Pengertian manajemen audit tersirat dalam definisi kalangan akademisi. Berikut beberapa definisi menurut Holmes dan Overmyer (1975) :
“The management audit means the examination and evaluation of all information gathering functions and all phases of management functions and activities, in order to ascertain if operating are conducted in a effective and efficient manner.”
Terjemahannya:
Manajemen audit mencakup penelitian dan evaluasi atas semua fungsi dari Manajemen, untuk memastikan bahwa pelaksanaan operasi perusahaan telah dijalankan dengan cara yang efektif dan efisien.

Sedangkan American Institute of Certified Public Accountant /AICPA :
“Management audit is a systematic review of an organization’s activities or of a stipulated segment of them, in relation to specified objectives for the purpose of :• assesing performance• identifying opportunities for improvement• developing recommendations for improvement or further action”
Terjamahannya:
"Pemeriksaan manajemen adalah suatu penelaahan yang sistematis terhadap aktivitas suatu organisasi, atau suatu segmen tertentu daripadanya, dalam hubungannya dengan tujuan tertentu, dengan maksud untuk :
• Menilai kegiatan
• Mengidentifikasikan berbagai kesempatan untuk perbaikan
• Mengembangkan rekomendasi bagi perbaikan atau tindakan lebih lanjut."

Dari definisi yang dikumpulkan maka diperoleh beberapa karakteristik pemeriksaan manajemen yaitu:
  1. Memberikan informasi tentang efektifitas , efisiensi dan ekonomisasi operasional perusahaan kepada manajemen.
  2. Penilaian efektivitas, efisiensi dan ekonomisasi didasarkan pada standar-standar tertentu.
  3. Audit diarahkan kepada operasional sebagian atau seluruh struktur organisasi.
  4. Audit ini dapat dilakukan oleh akuntan maupun bukan akuntan.
  5. Hasil audit manajemen berupa rekomendasi perbaikan kepada manajemen.

Kebutuhan Akan Audit Manajemen
Pihak perusahaan harus menyadari signal yang mengindikasikan kebutuhan untuk melaksanakan audit manajemen.
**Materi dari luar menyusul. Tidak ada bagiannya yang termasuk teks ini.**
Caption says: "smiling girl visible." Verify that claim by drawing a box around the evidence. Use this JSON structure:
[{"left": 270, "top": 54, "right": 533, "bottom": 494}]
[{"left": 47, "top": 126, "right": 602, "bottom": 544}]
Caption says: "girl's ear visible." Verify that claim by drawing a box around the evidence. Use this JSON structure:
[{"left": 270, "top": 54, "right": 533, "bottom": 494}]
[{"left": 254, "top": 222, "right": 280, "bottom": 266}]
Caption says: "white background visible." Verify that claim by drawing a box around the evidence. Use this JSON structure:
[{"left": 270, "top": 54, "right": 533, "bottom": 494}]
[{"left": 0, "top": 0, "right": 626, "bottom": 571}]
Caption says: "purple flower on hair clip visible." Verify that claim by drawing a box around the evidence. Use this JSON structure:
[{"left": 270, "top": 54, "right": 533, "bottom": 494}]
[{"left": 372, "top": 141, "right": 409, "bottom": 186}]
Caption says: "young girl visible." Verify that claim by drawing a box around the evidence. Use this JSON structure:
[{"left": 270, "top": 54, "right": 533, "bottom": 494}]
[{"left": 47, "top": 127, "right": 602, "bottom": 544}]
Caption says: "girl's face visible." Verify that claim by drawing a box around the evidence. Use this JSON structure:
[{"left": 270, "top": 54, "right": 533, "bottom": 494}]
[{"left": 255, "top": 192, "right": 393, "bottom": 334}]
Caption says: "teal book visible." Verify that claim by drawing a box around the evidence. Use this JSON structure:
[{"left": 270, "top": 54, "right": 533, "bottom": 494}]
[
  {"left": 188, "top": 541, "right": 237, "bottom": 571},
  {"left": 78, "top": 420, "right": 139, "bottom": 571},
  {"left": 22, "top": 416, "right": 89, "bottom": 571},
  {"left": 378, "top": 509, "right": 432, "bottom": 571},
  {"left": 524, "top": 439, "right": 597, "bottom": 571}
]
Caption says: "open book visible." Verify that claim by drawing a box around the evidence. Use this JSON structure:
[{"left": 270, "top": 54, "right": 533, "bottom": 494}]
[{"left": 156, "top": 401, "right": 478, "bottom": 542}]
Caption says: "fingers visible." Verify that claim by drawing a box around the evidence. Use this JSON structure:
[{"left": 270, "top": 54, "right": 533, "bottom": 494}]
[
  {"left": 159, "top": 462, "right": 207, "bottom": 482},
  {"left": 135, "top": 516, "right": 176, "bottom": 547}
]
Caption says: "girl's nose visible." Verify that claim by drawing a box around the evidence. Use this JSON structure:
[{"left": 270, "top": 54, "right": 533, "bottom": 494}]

Berikut beberapa signal tersebut:
  1. Penurunan laba perusahaan secara kontinu dan signifikan. Audit manajemen berusaha mencari penyebab dan pemecahannya misalnya cost yang terlalu tinggi atau harga yang harus ditingkatkan.
  2. Turnover Sumber Daya Manusia (SDM) yang tinggi. Hal ini mengindikasikan inefisiensi dalam pengelolaan SDM, mungkin dalam hal kompensasi atau situasi kerja.
  3. Rasa kebutuhan yang tinggi dan mendesak dari manajemen untuk memperoleh keyakinan terhadap efektivitas, efisiensi dan ekonomisasi pengelolaan perusahaan termasuk akurasi laporan yang diterima.
  4. Performansi atau kinerja sebagian atau seluruh departemen di bawah standar. Standar yang dimaksud bisa berupa peraturan perusahaan, standar perusahaan, standar dan praktek industri (ISO 9000),prinsip organisasi dan manajemen, serta prinsip praktik yang sehat.
  5. Acquicition Audit yaitu saat akan mengakui sisiperusahaan lain.
  6. Masalah operasional khusus lainnya yang sulit dipecahkan oleh manajemen.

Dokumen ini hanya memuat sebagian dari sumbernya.